Когда Питер распродавал свое имущество, мы купили у него тачку и кое-что из упряжи. Во время торгов он ходил повесив голову, ни на кого не глядя. Казалось, ему все стало безразлично. На распродажу явился из Черного Ястреба и тот ростовщик, что держал закладные на всю скотину Питера, он скупил долговые расписки за полцены. Все рассказывали, что, когда новый владелец уводил корову, Питер ее поцеловал. Я этого не видел, но знаю другое: когда уходившие с распродажи унесли с собой всю мебель, утварь, даже плиту с горшками и сковородками и в доме Питера остались одни голые стены, он сел на пол, раскрыл складной нож и съел все арбузы, оставленные на зиму. Когда мистер Шимерда и Крайек заехали за ним в своей повозке, чтоб подвезти к поезду, они увидели, что борода Питера промокла от сока, а весь пол завален арбузными корками.
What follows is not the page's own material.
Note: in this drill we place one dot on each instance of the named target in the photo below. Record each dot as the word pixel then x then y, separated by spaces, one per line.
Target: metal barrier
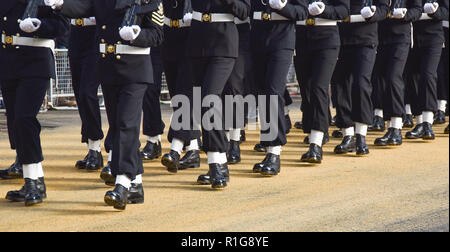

Мистер Шимерда совсем пал духом, потеряв друзей. Уходя на охоту, он часто наведывался в пустой бревенчатый дом русских и подолгу сидел там, погруженный в свои мысли. Этот дом служил ему прибежищем, пока морозы не заперли всех Шимердов в землянке. Мы же с Антонией забыть не могли про ту свадьбу. Тайну Павла мы не открыли никому, мы ревностно оберегали ее, как будто все события той далекой украинской ночи - и нападение волков, и принесенная им в жертву свадьба - случились только для того, чтобы у нас сладко замирало сердце от ужаса, когда мы об этом толковали. По вечерам, перед тем как заснуть, я часто представлял себе, что лечу в санях, запряженных тройкой лошадей, по неизвестному краю, похожему то ли на Небраску, то ли на Виргинию.
9
Первый снег выпал в начале декабря. Помню, какой вид открылся мне в то утро из окна нашей гостиной, когда я одевался за печкой: небо нависло, словно лист свинца, светлые кукурузные поля выцвели настолько, что стали совсем призрачными, маленький пруд под замерзшими ивами затянуло льдом. А надо всем кружились большие белые хлопья и, упав, исчезали в красной траве.
За прудом, на склоне, ведущем к кукурузному полю, виднелся едва заметный в траве большой круг - по нему когда-то скакали на лошадях индейцы. Джейк и Отто уверяли, что в центре круга индейцы привязывали к столбу пленных и пытали их, но дедушка считал, что индейцы устраивали на кругу скачки или просто объезжали лошадей. Под вечер, если смотреть на склон против солнца, круг всегда проступал в траве, а в то утро, припорошенный первым легким снегом, он вырисовывался удивительно четко словно мазки китайских белил на холсте. Ни разу прежде этот след прошлого не волновал меня так сильно, и я решил, что он предвещает хорошую зиму.
Как только снег слежался, я начал разъезжать по округе в неуклюжих санях, которые Отто Фукс смастерил мне, приладив полозья к большому ящику. У себя на родине Фукс учился у краснодеревщика и ловко управлялся с инструментами. Если б я не торопил его, сани получились бы еще лучше. В первый раз я поехал за почтой, а на другой день - к Шимердам, покатать в санях Антонию с Юлькой.
Стоял яркий морозный день. Я постелил в ящик солому, прикрыл ее бизоньей шкурой и закутал в старые одеяла два горячих кирпича. Добравшись до жилища Шимердов, я не пошел к землянке, а, сидя в санках внизу, в лощине, стал громко звать девочек. Антония и Юлька выбежали в маленьких кроличьих шапках, сшитых отцом. Они уже слышали от Амброша о моих санях и поняли, зачем я приехал. Обе плюхнулись рядом со мной, и мы помчались вперед, на север, по дороге, которая как раз оказалась расчищенной.